Fuel efficiency grants

Two Argonne National Laboratory R&D projects have been selected to receive grants as part of an effort to improve the fuel efficiency of light-duty vehicle engines.


Two Argonne-based R&D projects have been selected to receive grants from the US Department of Energy (DOE) as part of an effort to improve the fuel efficiency of light-duty vehicle engines.



‘We expect this research to make significant strides toward maximising an engine’s performance in a cleaner, more economical manner,’ Secretary of Energy Samuel W. Bodman said, as he announced a series of awards totalling $21.5m nationwide for eleven cost-shared R&D projects.



Combined with industry investment, the eleven projects selected will total nearly $43m to support improvement of engine and combustion systems for the next generation of efficient vehicles.



One project, based out of Argonne’s TransportationTechnologyR&DCenter, will attempt to make flexible-fuel engines more efficient by using advanced engine technology with in-cylinder sensing technology to rapidly extract large quantities of information every time the engine ignites fuel.



This in-cylinder technology, called ionisation sensing, provides real-time data to engineers that may enable them to significantly reduce the size and improve the fuel economy of an engine without sacrificing power.



For this project, Argonne will partner with German engine manufacturer Mahle Powertrain, Michigan-based Visteon Corporation and MichiganStateUniversity. For this project, Argonne has been selected to receive up to $2.3m from the DOE, which will be matched in large part by investment from industry.

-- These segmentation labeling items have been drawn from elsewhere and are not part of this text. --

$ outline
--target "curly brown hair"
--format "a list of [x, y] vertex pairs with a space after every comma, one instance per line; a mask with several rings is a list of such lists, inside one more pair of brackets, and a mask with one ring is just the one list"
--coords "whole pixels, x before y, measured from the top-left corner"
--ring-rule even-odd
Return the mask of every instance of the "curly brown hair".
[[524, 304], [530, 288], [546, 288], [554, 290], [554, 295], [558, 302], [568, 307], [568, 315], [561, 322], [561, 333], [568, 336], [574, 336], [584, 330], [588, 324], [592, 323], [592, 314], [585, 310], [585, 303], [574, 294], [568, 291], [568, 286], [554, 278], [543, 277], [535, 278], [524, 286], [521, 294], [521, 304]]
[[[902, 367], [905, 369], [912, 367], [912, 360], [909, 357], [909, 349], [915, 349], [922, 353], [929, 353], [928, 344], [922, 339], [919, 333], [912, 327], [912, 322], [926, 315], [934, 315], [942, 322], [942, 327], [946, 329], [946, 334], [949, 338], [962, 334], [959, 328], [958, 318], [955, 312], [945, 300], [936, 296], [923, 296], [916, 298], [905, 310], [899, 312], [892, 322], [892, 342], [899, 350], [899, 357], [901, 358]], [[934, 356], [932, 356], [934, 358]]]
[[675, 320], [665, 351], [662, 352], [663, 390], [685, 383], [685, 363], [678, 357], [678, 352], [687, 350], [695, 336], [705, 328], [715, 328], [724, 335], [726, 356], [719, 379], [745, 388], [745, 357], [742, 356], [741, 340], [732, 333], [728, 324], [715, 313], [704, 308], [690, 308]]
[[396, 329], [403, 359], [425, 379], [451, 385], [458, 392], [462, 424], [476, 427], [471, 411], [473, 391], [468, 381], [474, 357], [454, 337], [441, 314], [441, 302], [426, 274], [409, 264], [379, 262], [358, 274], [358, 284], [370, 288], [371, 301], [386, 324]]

The DOE also announced funding for research in lubrication technology that will be performed in Argonne‘s Energy Systems Division.



The federal funds will support research into the use of very small particles of molybdenum disulfide (MoS2) as a lubricant additive for motor oils. Scientists from the University of Arkansas, Caterpillar and nanoMech will also help to develop and test this new additive. The DOE will provide up to $491,000 for this research and Caterpillar will make a similar investment.